Let’s consider the titanic dataset which contains a complete list of passengers and crew members on the RMS Titanic. It includes a variable indicating whether a person did survive the sinking of the RMS Titanic on April 15, 1912. A data frame contains 2456 observations on 14 variables.
The website http://www.encyclopedia-titanica.org/ offers detailed information about passengers and crew members on the RMS Titanic. According to the website 1317 passengers and 890 crew member were aboard.
head(titanic)
## Status Disembarked.at Home.Country Age Year.of.Birth
## DE GRASSE, Mr J. Cherbourg NA NA
## EVANS, Miss Cherbourg NA NA
## MULLEN, Cherbourg NA NA
## WOTTON, Mr Henry Swaffin Cherbourg 54 1858
## BRAND, Mr Cherbourg NA NA
## FLETCHER, Miss N. Cherbourg NA NA
## Crew.or.Passenger. Gender Class...Department
## DE GRASSE, Mr J. Passenger Male 2nd Class
## EVANS, Miss Passenger Female 2nd Class
## MULLEN, Passenger Female 2nd Class
## WOTTON, Mr Henry Swaffin Passenger Male 1st Class
## BRAND, Mr Passenger Male 1st Class
## FLETCHER, Miss N. Passenger Female 1st Class
## Embarked Job Job.details
## DE GRASSE, Mr J. Southampton
## EVANS, Miss Southampton
## MULLEN, Southampton
## WOTTON, Mr Henry Swaffin Southampton Butcher Butcher's Shop Proprietor
## BRAND, Mr Southampton
## FLETCHER, Miss N. Southampton
## Ticket.Number Fare.Price Fare_GBP Fare_today
## DE GRASSE, Mr J. 761 P1 1.0 82.110
## EVANS, Miss 88 P1 1.0 82.110
## MULLEN, 404 P1 1.0 82.110
## WOTTON, Mr Henry Swaffin 86 P1 10s 1.5 123.165
## BRAND, Mr 8 P1 10s 1.5 123.165
## FLETCHER, Miss N. 405 P1 10s 1.5 123.165
## Profile.on.Encyclopedia.Titanica
## DE GRASSE, Mr J. http://www.encyclopedia-titanica.org/titanic-biography/j-de-grasse.html
## EVANS, Miss http://www.encyclopedia-titanica.org/titanic-biography/evans.html
## MULLEN, http://www.encyclopedia-titanica.org/titanic-biography/mullen.html
## WOTTON, Mr Henry Swaffin http://www.encyclopedia-titanica.org/titanic-cross-channel-passenger/henry-swaffin-wotton.html
## BRAND, Mr http://www.encyclopedia-titanica.org/titanic-biography/brand.html
## FLETCHER, Miss N. http://www.encyclopedia-titanica.org/titanic-biography/n-fletcher.html
8 musicians and 9 employees of the shipyard company are listed as passengers, but travelled with a free ticket, which is why they have NA values in fare.
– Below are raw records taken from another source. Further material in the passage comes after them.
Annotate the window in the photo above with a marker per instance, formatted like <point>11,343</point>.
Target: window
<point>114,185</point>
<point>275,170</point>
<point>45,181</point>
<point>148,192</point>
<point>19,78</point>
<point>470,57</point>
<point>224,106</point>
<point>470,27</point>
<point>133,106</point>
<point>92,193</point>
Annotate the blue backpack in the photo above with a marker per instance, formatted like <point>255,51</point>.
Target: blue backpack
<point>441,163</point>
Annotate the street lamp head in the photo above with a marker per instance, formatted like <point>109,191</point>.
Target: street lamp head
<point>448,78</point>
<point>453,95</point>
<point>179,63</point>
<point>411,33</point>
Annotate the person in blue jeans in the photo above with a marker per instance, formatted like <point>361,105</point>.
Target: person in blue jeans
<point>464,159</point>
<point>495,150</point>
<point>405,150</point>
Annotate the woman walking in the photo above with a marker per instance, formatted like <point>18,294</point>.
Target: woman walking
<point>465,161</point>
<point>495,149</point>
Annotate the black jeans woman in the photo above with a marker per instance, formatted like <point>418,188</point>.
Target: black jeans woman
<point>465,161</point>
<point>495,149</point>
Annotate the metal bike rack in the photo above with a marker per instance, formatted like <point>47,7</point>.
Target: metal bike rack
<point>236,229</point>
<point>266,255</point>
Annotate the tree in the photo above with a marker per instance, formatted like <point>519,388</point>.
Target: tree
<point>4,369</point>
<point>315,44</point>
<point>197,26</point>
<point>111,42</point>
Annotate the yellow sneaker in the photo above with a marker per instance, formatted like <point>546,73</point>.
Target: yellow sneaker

In addition to that, fare is truely missing for a few regular passengers.
# your answer here
library(naniar)
## Warning: package 'naniar' was built under R version 4.3.3
library(dlookr)
## Warning: package 'dlookr' was built under R version 4.3.3
## Registered S3 methods overwritten by 'dlookr':
## method from
## plot.transform scales
## print.transform scales
##
## Attaching package: 'dlookr'
## The following object is masked from 'package:psych':
##
## describe
## The following object is masked from 'package:tidyr':
##
## extract
## The following object is masked from 'package:base':
##
## transform
vis_miss(titanic, cluster = TRUE)
titanic%>%
miss_case_table()
## # A tibble: 3 × 3
## n_miss_in_case n_cases pct_cases
## <int> <int> <dbl>
## 1 0 1296 52.8
## 2 2 1152 46.9
## 3 4 8 0.326
mean_age <- mean(titanic$Age, na.rm = TRUE)
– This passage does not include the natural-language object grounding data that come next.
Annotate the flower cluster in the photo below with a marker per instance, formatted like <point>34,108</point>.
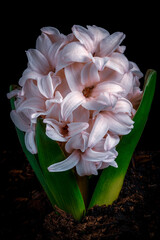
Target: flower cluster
<point>86,91</point>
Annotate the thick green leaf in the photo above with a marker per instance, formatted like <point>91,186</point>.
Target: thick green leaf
<point>32,158</point>
<point>111,180</point>
<point>62,185</point>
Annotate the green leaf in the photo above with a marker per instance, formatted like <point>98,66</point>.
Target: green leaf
<point>111,180</point>
<point>62,185</point>
<point>32,158</point>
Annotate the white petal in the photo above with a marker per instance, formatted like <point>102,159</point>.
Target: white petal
<point>70,103</point>
<point>89,75</point>
<point>53,33</point>
<point>30,142</point>
<point>43,44</point>
<point>111,43</point>
<point>72,52</point>
<point>100,63</point>
<point>48,84</point>
<point>79,141</point>
<point>37,61</point>
<point>34,103</point>
<point>118,62</point>
<point>73,76</point>
<point>29,74</point>
<point>111,141</point>
<point>84,36</point>
<point>123,106</point>
<point>20,120</point>
<point>98,35</point>
<point>99,129</point>
<point>77,127</point>
<point>120,124</point>
<point>54,135</point>
<point>86,168</point>
<point>67,164</point>
<point>109,87</point>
titanic$Age[is.na(titanic$Age)] <- mean_age
titanic$Crew_or_Passenger_Flag <- ifelse(titanic$Crew.or.Passenger. == 'Passenger', 0, 1)
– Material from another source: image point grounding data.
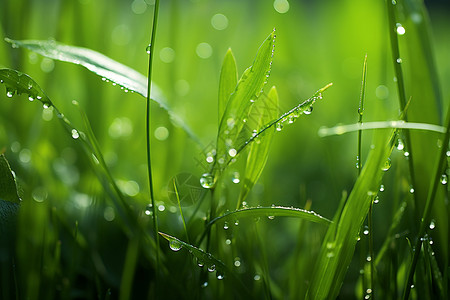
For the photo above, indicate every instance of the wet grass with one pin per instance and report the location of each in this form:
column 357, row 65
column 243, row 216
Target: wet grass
column 258, row 201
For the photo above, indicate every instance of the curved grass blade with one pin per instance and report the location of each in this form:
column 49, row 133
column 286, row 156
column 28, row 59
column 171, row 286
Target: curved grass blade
column 262, row 112
column 228, row 81
column 339, row 245
column 20, row 83
column 248, row 89
column 273, row 211
column 208, row 260
column 107, row 68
titanic$Gender_binary <- ifelse(titanic$Gender == 'Male', 0, 1)
titanic$Class_Department_Flag <- ifelse(titanic$Class...Department == '1st Class', 3,
ifelse(titanic$Class...Department == '2nd Class', 2,
ifelse(titanic$Class...Department == '3rd Class', 1, NA)))
titanic$Status_Flag <- ifelse(titanic$Status == 'Victim', 0, 1)
ggplot(titanic, aes(x = Gender)) +
geom_bar(fill = "lightblue", color = "black") +
labs(title = "Distribution of Nominal Variable", x = "Categories", y = "Count") +
theme_minimal()
library(psych)
# Assuming your binary variables are binary_var1 and binary_var2
phi_coefficient_gender <- phi(table(titanic$Status_Flag, titanic$Gender_binary))
print(phi_coefficient_gender)
## Phi (adj.) | 95% CI
## -------------------------
## 0.37 | [0.33, 1.00]
##
## - One-sided CIs: upper bound fixed at [1.00].
s_data <- data.frame(titanic$Status_Flag, titanic$Crew_or_Passenger_Flag)
s_data <- table(titanic$Status_Flag, titanic$Crew_or_Passenger_Flag)
s_data_matrix <- as.matrix(s_data)
print(chisq.test(s_data_matrix))
##
## Pearson's Chi-squared test with Yates' continuity correction
##
## data: s_data_matrix
## X-squared = 0.25137, df = 1, p-value = 0.6161
s_data <- data.frame(titanic$Status_Flag, titanic$Class_Department_Flag)
s_data <- table(titanic$Status_Flag, titanic$Class_Department_Flag)
s_data_matrix <- as.matrix(s_data)
print(chisq.test(s_data_matrix))
##
## Pearson's Chi-squared test
##
## data: s_data_matrix
## X-squared = 154.78, df = 2, p-value < 2.2e-16
point_biserial <- biserial.cor(titanic$Age, titanic$Status_Flag)
print(point_biserial)
## [1] -0.01473289
Considering results of all correlation tests, the most chances to survive had members of first class. Overall, ticket to better class significantly increased chances of survival for its holder.Also, women had slightly higher probability to evacuate. Between crew and passengers there is almost no difference, as well as while looking at the age of passengers.